PRIDE – The ego must go. The ego blinds us with a false sense of indestructibility, clouds our judgement thus leading to poor decisions and a break down of relationships. It’s not about you. Build a strong team and surround yourself with smart, passionate and highly competent people. Researchers at the University of Michigan and Northwestern University’s Kellogg School of Management in Illinois in one research stated, “flattery and opinion conformity” makes leaders overconfident, resulting in “biased strategic decision making” and an overall disconnect from the execution on the ground.
Developing leadership skills is a lifetime project. It’s too easy, as a leader, to feel like you have to be the one who knows everything. Great leaders recognize that they need to keep learning. Leaders need to be willing to learn and be open to seeking input from both inside and outside their organizations. Feedback allows us and the organization to grow. Additionally, treat everyone you meet with respect, from the janitor to the CEO. Great business tips may come from the most unlikely sources.

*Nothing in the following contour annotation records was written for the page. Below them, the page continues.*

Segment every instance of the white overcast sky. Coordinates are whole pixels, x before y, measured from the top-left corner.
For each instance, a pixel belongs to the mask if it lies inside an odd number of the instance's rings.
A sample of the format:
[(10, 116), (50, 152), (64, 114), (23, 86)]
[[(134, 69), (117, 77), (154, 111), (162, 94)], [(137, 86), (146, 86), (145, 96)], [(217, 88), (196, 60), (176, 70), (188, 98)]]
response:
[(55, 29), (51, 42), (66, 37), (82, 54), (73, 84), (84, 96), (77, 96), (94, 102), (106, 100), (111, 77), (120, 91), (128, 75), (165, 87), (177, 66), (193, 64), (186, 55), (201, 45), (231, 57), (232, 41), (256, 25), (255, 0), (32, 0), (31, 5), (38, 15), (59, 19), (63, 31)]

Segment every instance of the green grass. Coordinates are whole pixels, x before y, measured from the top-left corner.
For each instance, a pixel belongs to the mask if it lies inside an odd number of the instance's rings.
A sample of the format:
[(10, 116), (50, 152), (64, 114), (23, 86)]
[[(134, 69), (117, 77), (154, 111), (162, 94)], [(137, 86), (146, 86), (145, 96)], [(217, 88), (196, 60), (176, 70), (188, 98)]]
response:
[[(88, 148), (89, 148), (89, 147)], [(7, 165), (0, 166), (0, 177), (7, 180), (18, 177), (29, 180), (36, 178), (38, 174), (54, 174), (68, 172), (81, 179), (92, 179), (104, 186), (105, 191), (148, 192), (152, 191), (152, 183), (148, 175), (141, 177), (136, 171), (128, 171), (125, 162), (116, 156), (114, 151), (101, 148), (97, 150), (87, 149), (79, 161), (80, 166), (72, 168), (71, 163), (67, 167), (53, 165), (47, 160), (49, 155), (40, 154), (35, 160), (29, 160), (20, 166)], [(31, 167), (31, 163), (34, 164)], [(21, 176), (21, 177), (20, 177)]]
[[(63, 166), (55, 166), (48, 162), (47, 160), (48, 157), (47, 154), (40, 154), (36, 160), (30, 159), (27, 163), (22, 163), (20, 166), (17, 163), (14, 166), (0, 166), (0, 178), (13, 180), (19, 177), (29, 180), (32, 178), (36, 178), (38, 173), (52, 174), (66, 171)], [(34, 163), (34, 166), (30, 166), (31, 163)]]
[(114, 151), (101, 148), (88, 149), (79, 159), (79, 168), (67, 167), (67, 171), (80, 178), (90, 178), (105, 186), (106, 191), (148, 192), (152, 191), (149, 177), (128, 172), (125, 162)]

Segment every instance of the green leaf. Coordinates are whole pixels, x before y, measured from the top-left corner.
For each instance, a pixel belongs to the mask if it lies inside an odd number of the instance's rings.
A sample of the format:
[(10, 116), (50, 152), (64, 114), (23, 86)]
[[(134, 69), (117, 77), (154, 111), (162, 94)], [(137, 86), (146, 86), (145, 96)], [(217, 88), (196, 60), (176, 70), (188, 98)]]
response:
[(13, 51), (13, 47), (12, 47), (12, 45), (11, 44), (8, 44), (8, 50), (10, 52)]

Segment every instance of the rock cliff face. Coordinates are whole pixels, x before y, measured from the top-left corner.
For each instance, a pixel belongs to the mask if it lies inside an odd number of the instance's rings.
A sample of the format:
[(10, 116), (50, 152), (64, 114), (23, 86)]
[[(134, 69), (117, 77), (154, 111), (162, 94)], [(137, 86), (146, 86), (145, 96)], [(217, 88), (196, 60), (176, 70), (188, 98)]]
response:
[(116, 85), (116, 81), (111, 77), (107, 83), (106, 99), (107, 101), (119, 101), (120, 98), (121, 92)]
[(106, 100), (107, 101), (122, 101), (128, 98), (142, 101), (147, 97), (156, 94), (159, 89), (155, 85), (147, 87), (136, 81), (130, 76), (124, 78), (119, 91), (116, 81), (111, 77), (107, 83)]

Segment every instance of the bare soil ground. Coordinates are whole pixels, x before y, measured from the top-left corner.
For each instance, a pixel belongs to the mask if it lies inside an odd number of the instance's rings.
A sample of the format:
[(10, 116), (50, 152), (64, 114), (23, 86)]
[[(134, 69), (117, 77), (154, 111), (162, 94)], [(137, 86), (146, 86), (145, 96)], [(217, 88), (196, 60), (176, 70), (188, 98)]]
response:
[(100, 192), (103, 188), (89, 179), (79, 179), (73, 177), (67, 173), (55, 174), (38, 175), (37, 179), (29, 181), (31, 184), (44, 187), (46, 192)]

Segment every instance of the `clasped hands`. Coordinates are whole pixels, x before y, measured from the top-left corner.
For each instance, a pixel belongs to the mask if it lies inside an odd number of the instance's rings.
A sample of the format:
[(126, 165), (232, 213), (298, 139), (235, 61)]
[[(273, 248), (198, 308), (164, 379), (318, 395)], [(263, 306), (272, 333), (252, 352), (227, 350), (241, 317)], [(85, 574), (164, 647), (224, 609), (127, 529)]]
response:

” Listening is crucial to gaining a complete understanding of situations. Without this full understanding, one can easily waste everyone’s time by solving the wrong problem or merely addressing a symptom, rather than the root cause.”
Titans as Blackberry, Kodak and Nokia have paid the price for leaders who refused to listen. Their leaders operated in a bubble and engaged in group think. The greater your success, the more you need to stay in touch with fresh opinions and perspectives and welcome honest feedback. Raw truth is needed to make well-informed decisions and steer the organization in the right direction.
As a leader, your job is to encourage others around you to be open and honest without a negative consequence. When employees offer their ideas and differing opinions – be open-minded. Companies that remain strong in this competitive market, understand the need to embrace change and continuous improvement. More than ever, leaders will need to master the skill of “Lead with Listening.” The success of your business will depend on it!